Double cannot be dereferenced?

EDIT 4/23/12

double cannot be dereferenced is the error some Java compilers give when you try to call a method on a primitive. It seems to me double has no such method would be more helpful, but what do I know.

From your code, it seems you think you can copy a text representation of hours into hoursminfield by doing hours.setText(hoursminfield); This has a few errors: 1) hours is a double which is a primitive type, there are NO methods you can call on it. This is what gives you the error you asked about. 2) you don't say what type hoursminfield is, maybe you haven't even declared it yet. 3) it is unusual to set the value of a variable by having it be the argument to a method. It happens sometimes, but not usually.

The lines of code that do what you seem to want are:

String hoursrminfield; // you better declare any variable you are using

// wrap hours in a Double, then use toString() on that Double
hoursminfield = Double.valueOf(hours).toString(); 

// or else a different way to wrap in a double using the Double constructor:
(new Double(hours)).toString(); 

// or else use the very helpful valueOf() method from the class String which will 
// create a string version of any primitive type:
hoursminfield = String.valueOf(hours); 

ORIGINAL ANSWER (addressed a different problem in your code):

In double hours = Mins / 60; you are dividing two ints. You will get the int value of that division, so if Mins = 43; double hours = Mins / 60; // Mins / 60 is an int = 0. assigning it to double hours makes // hours a double equal to zero.

What you need to do is:

double hours = Mins / ((double) 60);

or something like that, you need to cast some part of your division to a double in order to force the division to be done with doubles and not ints.


You haven't specified the language but, if it's Java, there's a big difference between the basic type double and the class Double.

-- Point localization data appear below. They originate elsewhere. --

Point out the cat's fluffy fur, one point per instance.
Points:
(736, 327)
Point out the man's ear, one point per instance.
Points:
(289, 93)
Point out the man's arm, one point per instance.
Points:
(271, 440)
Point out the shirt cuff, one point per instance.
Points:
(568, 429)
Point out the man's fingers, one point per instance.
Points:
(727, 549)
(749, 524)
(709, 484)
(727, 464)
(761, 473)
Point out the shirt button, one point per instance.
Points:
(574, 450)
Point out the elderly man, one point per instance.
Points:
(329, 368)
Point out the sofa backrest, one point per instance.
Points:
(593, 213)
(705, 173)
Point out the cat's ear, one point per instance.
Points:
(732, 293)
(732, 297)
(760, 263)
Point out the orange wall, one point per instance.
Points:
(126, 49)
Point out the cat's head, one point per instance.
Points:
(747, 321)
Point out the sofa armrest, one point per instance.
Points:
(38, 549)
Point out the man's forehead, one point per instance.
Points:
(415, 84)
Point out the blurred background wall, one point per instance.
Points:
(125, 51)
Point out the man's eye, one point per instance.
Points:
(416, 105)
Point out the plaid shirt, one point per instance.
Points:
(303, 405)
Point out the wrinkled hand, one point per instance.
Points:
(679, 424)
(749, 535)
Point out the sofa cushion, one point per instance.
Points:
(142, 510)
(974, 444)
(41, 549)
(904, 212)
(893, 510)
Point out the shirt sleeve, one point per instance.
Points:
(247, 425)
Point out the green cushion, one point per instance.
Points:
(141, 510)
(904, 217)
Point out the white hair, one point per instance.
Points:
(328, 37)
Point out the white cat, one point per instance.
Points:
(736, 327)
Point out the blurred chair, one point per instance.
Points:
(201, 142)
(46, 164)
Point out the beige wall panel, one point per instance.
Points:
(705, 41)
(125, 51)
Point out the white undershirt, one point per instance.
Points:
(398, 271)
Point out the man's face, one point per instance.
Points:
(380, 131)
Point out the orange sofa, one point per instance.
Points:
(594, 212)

In any case, your setText seems the wrong way around. The setText method would belong to the data field, not the data you're trying to put in there:

hoursminsfield.setText (hours);

In other words, you want to set the text of the field, using the double you just calculated. Whether you can pass a double is a different matter which may need to be examined.

Another thing:

double hours = Mins / 60;

will, if Mins is an integer`, give you an integer value which you then put into a double. That means it will be truncated. If you want to ensure you keep precision following the division, you can use something like:

double hours = (double) Mins / 60.0;

(though it may work with only one of those changes, I prefer to make all terms explicit).